ML: I have to admit – in my 30s, I see money going out of my paycheck—and I remind myself that that money is put aside for when I need it – I just hope it will be there! Through this research I saw how and why programs like Medicare and Social Security matter. For example, Juana worked in factories her whole adult life, and her small Social Security check keeps her hovering above the poverty line, able to afford rice and beans for the family and to pay for cable TV so she can watch her beloved Yankees.  Medicare covers annual doctor’s visits that likely keep her from spending time in the emergency room, a more expensive cost for society.
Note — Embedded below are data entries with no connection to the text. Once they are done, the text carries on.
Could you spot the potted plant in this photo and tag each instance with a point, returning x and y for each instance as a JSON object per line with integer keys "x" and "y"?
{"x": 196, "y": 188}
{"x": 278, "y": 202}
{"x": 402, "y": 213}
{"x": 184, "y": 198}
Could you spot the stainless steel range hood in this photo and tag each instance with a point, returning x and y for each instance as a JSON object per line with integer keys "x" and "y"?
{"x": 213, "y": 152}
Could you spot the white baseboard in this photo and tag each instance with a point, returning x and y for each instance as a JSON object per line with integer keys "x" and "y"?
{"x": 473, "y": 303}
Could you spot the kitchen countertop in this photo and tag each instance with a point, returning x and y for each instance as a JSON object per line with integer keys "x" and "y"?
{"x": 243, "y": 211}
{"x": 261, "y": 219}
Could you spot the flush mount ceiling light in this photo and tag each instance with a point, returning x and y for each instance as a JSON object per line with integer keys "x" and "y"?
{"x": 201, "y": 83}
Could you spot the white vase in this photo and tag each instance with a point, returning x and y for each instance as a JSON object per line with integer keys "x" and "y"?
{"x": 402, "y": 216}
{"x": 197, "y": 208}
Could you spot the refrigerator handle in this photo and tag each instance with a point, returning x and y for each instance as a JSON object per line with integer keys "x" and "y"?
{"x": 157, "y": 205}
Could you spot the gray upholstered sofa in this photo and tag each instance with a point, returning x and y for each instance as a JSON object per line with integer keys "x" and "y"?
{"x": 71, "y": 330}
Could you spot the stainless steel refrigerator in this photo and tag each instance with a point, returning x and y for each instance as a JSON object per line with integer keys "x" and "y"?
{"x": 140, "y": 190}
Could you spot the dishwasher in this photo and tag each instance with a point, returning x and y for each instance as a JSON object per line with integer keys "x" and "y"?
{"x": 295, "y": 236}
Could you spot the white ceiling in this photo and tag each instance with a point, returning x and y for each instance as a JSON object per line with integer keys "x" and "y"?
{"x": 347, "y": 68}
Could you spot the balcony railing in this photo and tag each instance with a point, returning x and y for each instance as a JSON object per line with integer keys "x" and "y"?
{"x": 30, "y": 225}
Like most elders, she depends on Social Security for a significant portion of her income.

AN: Why should we all – not just the elders in the U.S. – read your book?

ML: Undergrads come to my Sociology of Aging course with all sorts of preconceived notions. They dread aging, seeing it as synonymous with depression, disease, and death. Our ageist society has taught them that aging equals loss, and they’re surprised to learn about elders who are aging on their own terms: coordinating self-care, combating isolation and loneliness, and exercising autonomy and control – sometimes in the face of disabilities and chronic illnesses. We all benefit from learning creativity, connectivity and resiliency from our elders. They teach us crucial lessons about all stages in life: living in moderation, designing comfortable spaces, constructing social families, appreciating humor and touch, and building social capital.  And, let’s face it, if we’re lucky, then we will all be elders soon enough.